A court hearing to liquidate a Barclay family’s holding companies to smooth a sale of The Daily Telegraph was adjourned on Monday after an offer to repay in full more than £1.1bn. to Lloyds Banking Group.
The family hopes to deliver a full repayment of the debt before the end of the month.
The adjourned hearing is expected to take place shortly after that date if Barclays fails in this goal.
Initial bids for the Telegraph and Spectator will be submitted on November 28, with billionaire hedge fund tycoon Sir Paul Marshall and Daily Mail owner Lord Rothermere among the potential bidders.
However, the emergence of a potentially imminent deal between Barclays and Lloyds threatens to derail the auction, according to multiple sources.
RedBird IMI said on Monday it would convert the £600m loan to the family for equity “on an early occasion”.
This statement appears to undermine Barclays’ earlier claim that its funding partners were merely providing debt finance and that there was therefore no justification for ministers to issue a PIN.
“Under the terms of this agreement, RedBird IMI has an option to convert the loan secured against the Telegraph and Spectator into equity and intends to exercise this option at an early opportunity,” it said.
“Any transfer of ownership will of course be subject to regulatory review and we will continue to cooperate fully with the government and the regulator.”
RedBird IMI plans to lend approximately £600m to the family, with the rest of the debt being funded by a member of Abu Dhabi’s royal family – said to be Sheikh Mansour bin Zayed Al Nahyan – the ultimate owner of a controlling stake in Manchester City Football Club .
The repayment of the debt is nevertheless subject to due diligence by Mr. Zucker’s vehicle.
Barclays has made a number of increased offers in recent months to reject an auction and last month raised its proposal to £1bn.
However, Lloyds has repeatedly told the family and its advisers that they would either have to repay the debt in full or join the auction with other bidders.
Talks orchestrated by Goldman Sachs, the investment bank, have now begun with potential buyers, which also include London-listed media group National World.
Until June, the papers were headed by Aidan Barclay – the nephew of Sir Frederick Barclay, the octogenarian who, with his late twin Sir David, engineered the takeover of the Telegraph 19 years ago.
Lloyds had been locked in talks with Barclays for years over refinancing loans given to them by HBOS prior to the bank’s rescue during the 2008 banking crisis.

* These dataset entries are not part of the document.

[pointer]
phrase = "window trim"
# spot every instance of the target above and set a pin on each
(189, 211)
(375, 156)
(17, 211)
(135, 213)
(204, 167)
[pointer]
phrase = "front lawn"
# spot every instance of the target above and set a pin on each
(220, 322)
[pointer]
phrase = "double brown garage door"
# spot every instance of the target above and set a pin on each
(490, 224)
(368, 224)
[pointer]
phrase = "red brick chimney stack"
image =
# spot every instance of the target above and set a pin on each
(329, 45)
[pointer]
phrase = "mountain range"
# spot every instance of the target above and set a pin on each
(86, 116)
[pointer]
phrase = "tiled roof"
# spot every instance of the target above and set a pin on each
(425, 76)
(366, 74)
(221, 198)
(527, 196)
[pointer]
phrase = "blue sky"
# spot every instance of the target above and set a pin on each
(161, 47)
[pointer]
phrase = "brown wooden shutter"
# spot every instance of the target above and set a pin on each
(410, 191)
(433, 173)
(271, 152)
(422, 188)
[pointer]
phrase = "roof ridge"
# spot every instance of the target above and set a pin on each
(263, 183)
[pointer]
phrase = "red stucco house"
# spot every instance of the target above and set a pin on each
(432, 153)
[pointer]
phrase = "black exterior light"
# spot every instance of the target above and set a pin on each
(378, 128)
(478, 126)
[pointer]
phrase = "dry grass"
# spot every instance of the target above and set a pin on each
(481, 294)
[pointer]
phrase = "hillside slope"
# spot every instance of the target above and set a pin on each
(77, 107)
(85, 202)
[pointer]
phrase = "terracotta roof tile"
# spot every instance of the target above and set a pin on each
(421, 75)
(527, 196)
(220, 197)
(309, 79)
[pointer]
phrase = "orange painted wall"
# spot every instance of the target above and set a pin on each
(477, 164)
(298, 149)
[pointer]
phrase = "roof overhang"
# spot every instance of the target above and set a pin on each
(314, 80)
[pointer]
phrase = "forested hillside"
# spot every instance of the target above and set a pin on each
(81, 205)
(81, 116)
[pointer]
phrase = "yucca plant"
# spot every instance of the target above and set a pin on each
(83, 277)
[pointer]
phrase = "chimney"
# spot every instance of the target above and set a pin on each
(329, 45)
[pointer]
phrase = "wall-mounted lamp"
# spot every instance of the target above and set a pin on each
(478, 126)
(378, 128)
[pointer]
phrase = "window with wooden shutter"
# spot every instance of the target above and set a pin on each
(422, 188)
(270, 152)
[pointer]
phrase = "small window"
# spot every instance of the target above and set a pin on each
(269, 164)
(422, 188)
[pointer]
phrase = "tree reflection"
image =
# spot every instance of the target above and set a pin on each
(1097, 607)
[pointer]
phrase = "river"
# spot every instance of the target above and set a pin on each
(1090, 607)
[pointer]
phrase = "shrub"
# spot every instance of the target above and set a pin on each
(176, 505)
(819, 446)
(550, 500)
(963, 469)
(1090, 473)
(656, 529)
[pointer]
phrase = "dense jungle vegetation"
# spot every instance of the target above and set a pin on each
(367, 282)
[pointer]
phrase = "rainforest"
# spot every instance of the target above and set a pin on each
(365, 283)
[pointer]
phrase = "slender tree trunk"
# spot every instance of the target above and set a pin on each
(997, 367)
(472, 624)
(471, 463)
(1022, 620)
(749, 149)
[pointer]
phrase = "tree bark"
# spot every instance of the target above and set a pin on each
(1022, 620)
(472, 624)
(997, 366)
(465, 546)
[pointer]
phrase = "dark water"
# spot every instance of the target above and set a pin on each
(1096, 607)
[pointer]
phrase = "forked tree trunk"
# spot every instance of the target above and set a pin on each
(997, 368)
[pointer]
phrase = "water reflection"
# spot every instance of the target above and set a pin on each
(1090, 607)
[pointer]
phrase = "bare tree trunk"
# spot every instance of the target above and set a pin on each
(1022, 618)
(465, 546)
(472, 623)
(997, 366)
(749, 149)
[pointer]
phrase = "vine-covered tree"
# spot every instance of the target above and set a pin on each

The family’s debt to Lloyds also includes some funding linked to Very Group, the Barclay-owned online shopping business.
Ken Costa, the veteran City banker who advised the Barclay brothers on their 2004 purchase of the Telegraph and counts the sale of Harrods to Qatar Holding among his other flagship deals, acts as a strategic adviser to the family.
The Telegraph and Spectator disposals are being overseen by a new group of directors led by Mike McTighe, the boardroom veteran who chairs Openreach and IG Group, the financial trading firm.
McTighe has been appointed chairman of Press Acquisitions and May Corporation, the respective parent companies of TMG and The Spectator (1828), which publishes the media titles.
In July, Telegraph Media Group (TMG) published full-year results that showed pre-tax profits had risen by a third to around £39m in 2022.
A successful digital subscription strategy and “continued strong cost management” were cited as reasons for the company’s earnings growth.
“Our vision is to reach more paying readers than at any other time in our history and we are firmly on track to reach our target of 1 million subscriptions by 2023 ahead of our year-end target,” said Nick Hugh, TMG’s CEO. .
“RedBird IMI is fully committed to maintaining the existing editorial team of the Telegraph and Spectator publications and believes that editorial independence for these titles is essential to protect their reputation and credibility,” Monday’s statement read.
“We are excited about the opportunity to support the titles’ existing management to expand the reach of the titles in the UK, US and other English-speaking countries.”
Richards could not be reached for comment.